Traquer le bruissement de la langue et les chemins de traverse qu’emprunte la parole pour nouer un être à son histoire ; empêcher le sujet de forger ses passerelles, de préférer les buissonnières ; contrôler ceux dont le parler n’est pas clair, serrer de près les comportements déviants, ouvrir sans relâche et partout les yeux de la surveillance afin que toute inquiétude s’absorbe et s’évanouisse dans la culture du secret partagé. Réduire les marges ; restreindre, voire supprimer les espaces où le trouble pourrait reprendre valeur de symptôme, où la subjectivité retrouverait la voie d’expériences singulières, où un travail de déchiffrage pourrait s’accomplir, où l’étrangeté et le hors-norme qui font irruption en chaque adolescent seraient accueillis. Préférer définir un traitement, le même pour tous, et ranger sur l’étagère, additionnés dans leur casier, les difficultés de la langue et le comportement indiscipliné enfin réduits au silence, repassés, empesés, sans faux plis. Telles sont les propositions du rapport Bénisti — solutions produites sans qu’aucune question soit posée, aucune réponse construite, le sujet est forclos, le risque en est le naufrage.

On n’en croit pas ses yeux et pourtant ce rapport participe de l’élaboration de la Loi de prévention de la délinquance qui doit être discutée avant l’été.

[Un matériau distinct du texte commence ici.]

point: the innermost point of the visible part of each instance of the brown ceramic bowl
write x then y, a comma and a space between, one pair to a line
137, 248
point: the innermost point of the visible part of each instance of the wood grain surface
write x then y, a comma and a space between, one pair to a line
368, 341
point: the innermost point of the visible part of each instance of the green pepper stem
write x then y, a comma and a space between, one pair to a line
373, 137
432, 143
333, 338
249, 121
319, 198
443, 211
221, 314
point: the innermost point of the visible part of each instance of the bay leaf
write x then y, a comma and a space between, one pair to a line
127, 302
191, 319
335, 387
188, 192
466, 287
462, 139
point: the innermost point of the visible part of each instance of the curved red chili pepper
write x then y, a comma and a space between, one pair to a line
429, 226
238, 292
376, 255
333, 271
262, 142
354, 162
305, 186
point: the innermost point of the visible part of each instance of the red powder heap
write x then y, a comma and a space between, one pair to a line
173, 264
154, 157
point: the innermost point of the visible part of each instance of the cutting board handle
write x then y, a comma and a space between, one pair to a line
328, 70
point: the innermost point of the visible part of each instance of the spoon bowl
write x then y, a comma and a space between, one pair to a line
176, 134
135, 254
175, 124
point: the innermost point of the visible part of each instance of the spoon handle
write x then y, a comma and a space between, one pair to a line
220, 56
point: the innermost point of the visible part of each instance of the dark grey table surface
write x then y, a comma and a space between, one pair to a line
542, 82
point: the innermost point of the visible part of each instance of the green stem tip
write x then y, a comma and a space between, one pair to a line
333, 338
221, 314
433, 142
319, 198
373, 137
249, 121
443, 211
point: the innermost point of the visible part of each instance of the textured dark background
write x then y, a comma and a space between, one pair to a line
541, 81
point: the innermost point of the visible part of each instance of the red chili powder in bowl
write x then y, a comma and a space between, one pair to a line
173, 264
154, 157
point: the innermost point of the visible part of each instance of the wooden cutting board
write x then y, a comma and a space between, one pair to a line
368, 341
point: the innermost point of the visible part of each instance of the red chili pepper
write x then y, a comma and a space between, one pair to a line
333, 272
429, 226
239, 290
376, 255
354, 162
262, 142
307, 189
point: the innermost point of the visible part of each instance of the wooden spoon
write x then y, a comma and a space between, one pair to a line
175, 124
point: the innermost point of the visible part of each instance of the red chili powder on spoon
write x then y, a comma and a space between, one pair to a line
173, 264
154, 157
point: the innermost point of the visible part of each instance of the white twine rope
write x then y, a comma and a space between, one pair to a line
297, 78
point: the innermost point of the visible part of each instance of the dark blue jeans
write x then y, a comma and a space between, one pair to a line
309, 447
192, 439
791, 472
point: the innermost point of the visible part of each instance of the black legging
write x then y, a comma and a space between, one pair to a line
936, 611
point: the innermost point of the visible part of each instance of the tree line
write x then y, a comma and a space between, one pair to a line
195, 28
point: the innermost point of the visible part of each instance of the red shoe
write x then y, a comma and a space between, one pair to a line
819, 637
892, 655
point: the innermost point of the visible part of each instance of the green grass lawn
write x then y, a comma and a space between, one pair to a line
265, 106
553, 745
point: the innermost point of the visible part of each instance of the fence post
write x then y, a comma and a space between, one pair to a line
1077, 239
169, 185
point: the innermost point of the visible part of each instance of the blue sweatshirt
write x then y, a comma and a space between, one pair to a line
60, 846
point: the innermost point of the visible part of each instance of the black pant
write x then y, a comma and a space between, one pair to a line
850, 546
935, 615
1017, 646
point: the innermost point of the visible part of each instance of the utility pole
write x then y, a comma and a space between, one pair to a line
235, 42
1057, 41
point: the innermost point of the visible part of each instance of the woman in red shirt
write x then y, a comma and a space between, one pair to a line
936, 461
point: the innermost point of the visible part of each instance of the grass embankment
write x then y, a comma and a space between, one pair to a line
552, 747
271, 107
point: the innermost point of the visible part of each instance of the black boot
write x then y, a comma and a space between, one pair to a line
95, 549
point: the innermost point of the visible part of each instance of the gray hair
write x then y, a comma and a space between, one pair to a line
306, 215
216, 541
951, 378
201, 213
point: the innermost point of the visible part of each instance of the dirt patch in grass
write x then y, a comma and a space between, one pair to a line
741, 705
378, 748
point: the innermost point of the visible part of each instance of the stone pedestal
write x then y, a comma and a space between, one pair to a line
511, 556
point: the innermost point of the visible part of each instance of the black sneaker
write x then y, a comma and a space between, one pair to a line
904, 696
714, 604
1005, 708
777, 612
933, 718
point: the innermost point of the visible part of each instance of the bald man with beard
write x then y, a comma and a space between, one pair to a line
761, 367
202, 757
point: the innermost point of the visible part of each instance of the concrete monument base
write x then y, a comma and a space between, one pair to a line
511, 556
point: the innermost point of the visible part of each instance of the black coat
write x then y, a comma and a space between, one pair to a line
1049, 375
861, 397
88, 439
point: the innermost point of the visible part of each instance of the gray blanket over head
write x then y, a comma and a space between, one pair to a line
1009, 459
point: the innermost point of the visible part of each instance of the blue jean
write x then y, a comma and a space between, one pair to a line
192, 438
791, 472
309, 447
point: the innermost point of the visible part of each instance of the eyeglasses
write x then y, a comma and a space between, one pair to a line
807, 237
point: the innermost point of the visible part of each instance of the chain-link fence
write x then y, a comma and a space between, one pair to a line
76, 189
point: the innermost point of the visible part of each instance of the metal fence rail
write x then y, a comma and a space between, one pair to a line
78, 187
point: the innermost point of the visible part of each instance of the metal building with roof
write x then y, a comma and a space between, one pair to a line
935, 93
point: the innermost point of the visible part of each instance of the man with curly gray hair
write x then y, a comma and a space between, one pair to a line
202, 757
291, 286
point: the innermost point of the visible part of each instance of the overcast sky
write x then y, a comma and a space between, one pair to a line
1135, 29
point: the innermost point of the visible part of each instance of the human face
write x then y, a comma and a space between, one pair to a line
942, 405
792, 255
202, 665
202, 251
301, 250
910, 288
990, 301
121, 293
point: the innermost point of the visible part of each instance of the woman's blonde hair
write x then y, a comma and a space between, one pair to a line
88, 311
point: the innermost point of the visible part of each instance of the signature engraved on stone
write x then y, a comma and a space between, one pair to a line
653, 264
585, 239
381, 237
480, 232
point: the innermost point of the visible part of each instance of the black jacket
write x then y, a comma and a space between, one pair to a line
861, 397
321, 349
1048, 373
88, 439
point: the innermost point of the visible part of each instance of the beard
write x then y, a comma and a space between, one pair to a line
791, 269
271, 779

Symptôme de l’indigence parlementaire ? Élément d’un imaginaire commun à la classe politique ? Quelle force oriente ce texte ? Pour être aveuglant, son grotesque n’en laisse pas moins apercevoir comment réduire le vivant à un simple oripeau. Comment, à sa lecture, ne pas penser à Foucault, introduisant son cours sur les Anormaux : « [Ces] discours [...] ont, à la limite, un pouvoir de vie et de mort. Ce pouvoir, ils le détiennent de quoi ? De l’institution judiciaire peut-être mais ils le détiennent aussi du fait qu’ils fonctionnent dans l’institution comme discours de vérité, discours de vérité parce qu’à statut scientifique [...], discours qui peuvent tuer, discours de vérité et discours qui font rire. Et les discours de vérité qui font rire et qui ont le pouvoir institutionnel de tuer, ce sont après tout, dans une société comme la nôtre, des discours qui méritent un peu d’attention. ».
Rapport Benisti Graphique-benisti-3-200x200
« Courbe indicative de déviance »
document extrait du Rapport de la Commission prévention du GESI de l’Assemblée nationale.